To make it easier AutoYaST now automatically reorders the modules according to their dependencies and even registers the dependent modules which are missing in the profile. Obviously that works well only if the missing module does not require a registration key.

mksusecd and linuxrc Supporting the New Media Layout

Starting with SLE15 the installation media have a slightly different layout. In short: the content file that was holding information about the product and a list of checksums is gone and has been replaced by .treeinfo and CHECKSUMS. Also, the package repository is now a repomd repository.

Also, SLE15 has been split into several so-called modules. The installation medium itself contains only a minimal set of packages. You have to register during the installation process to access other modules or use a separate medium containing them.

To save you from carrying several USB sticks around, mksusecd lets you build your own customized installation medium.

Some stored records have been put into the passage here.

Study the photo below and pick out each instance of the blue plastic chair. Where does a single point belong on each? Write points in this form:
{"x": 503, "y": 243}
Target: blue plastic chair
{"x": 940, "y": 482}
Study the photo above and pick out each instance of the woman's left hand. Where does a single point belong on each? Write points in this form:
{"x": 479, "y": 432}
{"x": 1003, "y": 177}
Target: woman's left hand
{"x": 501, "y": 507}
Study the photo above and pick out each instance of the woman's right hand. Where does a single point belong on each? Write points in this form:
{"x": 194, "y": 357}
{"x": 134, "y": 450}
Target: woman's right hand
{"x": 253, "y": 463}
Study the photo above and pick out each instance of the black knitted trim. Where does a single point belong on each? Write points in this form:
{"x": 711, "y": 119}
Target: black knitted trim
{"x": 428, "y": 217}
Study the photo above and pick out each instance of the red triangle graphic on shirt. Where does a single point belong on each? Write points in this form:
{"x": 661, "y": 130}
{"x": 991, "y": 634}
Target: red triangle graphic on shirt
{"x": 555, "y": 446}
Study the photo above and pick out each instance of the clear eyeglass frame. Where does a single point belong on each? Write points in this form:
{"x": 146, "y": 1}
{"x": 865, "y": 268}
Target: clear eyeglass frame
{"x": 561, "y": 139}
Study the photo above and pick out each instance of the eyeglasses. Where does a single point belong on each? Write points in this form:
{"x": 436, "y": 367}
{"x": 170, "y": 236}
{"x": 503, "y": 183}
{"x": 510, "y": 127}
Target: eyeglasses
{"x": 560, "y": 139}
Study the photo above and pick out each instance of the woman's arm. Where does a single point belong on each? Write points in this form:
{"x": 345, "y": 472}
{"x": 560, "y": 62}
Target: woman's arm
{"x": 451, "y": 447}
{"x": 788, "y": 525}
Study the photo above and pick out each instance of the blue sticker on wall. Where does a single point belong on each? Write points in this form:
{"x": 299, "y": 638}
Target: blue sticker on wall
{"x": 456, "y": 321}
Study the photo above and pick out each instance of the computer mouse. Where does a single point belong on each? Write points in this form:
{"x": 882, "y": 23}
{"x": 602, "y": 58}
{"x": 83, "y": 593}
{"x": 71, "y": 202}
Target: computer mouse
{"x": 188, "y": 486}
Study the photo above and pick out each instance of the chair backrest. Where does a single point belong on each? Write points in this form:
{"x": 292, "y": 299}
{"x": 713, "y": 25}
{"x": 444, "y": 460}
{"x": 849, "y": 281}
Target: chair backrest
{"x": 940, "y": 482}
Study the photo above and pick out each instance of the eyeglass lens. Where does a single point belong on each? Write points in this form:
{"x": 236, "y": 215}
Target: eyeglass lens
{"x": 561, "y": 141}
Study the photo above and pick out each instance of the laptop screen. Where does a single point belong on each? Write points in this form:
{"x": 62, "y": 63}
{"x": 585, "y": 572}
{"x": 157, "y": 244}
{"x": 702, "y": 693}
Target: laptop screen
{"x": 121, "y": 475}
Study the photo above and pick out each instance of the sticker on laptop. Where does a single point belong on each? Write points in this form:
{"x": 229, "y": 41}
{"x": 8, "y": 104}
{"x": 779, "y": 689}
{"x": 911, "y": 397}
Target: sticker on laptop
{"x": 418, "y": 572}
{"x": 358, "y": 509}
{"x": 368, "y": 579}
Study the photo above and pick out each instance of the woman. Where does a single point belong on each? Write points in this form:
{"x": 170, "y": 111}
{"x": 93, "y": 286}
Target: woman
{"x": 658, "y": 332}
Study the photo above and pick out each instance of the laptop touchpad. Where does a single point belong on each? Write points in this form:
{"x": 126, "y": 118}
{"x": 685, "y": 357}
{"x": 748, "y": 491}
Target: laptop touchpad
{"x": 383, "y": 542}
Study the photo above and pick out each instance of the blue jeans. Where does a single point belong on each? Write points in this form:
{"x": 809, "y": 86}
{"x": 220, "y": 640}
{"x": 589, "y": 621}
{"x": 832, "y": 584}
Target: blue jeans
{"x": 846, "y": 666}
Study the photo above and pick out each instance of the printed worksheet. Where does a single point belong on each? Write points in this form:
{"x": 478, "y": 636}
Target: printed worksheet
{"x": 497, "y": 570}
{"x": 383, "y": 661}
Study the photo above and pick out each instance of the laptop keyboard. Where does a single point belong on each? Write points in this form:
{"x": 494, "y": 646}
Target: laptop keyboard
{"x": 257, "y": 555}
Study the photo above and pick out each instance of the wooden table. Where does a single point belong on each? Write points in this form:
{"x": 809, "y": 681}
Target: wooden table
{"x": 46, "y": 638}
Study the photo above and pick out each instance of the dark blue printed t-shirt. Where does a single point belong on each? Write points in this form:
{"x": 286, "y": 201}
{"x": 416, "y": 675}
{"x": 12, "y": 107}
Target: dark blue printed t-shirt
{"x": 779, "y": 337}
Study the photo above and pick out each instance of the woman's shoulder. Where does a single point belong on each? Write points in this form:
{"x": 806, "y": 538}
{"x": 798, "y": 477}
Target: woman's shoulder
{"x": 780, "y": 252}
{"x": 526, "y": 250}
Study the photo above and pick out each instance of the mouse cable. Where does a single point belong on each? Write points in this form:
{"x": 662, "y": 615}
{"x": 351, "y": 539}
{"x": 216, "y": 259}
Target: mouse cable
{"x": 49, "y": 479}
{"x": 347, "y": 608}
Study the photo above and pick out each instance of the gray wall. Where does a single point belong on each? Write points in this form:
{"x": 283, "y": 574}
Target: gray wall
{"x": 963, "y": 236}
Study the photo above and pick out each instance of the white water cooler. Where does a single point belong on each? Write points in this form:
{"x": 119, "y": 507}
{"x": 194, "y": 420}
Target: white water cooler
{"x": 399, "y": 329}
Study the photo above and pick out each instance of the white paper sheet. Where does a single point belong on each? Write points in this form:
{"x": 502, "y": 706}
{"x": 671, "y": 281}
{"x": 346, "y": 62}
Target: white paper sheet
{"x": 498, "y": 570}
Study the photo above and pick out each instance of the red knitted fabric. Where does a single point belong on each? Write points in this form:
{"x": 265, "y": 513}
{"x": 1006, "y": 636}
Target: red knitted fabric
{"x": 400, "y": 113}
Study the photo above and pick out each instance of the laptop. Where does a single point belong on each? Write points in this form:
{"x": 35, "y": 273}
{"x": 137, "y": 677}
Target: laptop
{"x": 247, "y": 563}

First, check what is on the media. The installation iso has just the base product:

mksusecd --list-repos SLE-15-Installer.iso
Repositories:
  SLES15 [15-0]

and you need an extra image for the modules:

# mksusecd --list-repos SLE-15-Packages.iso 
Repositories:
  Basesystem-Module [15-0]
  Desktop-Productivity-Module [15-0]
  Desktop-Applications-Module [15-0]
  Development-Tools-Module [15-0]
  HA-Module [15-0]
  HPC-Module [15-0]
  Legacy-Module [15-0]
  Public-Cloud-Module [15-0]
  SAP-Applications-Module [15-0]
  Server-Applications-Module [15-0]

Then pick the modules you want to add to the installation medium:

mksusecd --create new.iso \
  --include-repos Basesystem-Module,Legacy-Module \
  SLE-15-Installer.iso SLE-15-Packages.iso
Repositories:
  SLES15 [15-0]
  Basesystem-Module [15-0]
  Legacy-Module [15-0]
assuming repo-md sources
El-Torito legacy bootable (x86_64)
El-Torito UEFI bootable (x86_64)
building: 100%
calculating sha256...

Now use new.iso to start an installation.

Security / Development

Creating Reproducible Tarballs

We automatically submit the YaST packages from the Git repositories to the OBS projects using Jenkins. We use two Jenkins instances, the public Jenkins submits to openSUSE Factory/Tumbleweed, the internal Jenkins submits the same packages to SLE15.

The OBS compares the SLE15 packages with the openSUSE version to make sure the same packages are built in both projects. But this check compares only the file checksums, not the archive content.

The problem was that the internal and external Jenkins created a tarball with different checksum although the files inside were exactly same. If you run simple tar cfjv archive.tar.bz2 files you will find out that the tarball checksum is different for each run. So how to create a tarball in a reproducible way?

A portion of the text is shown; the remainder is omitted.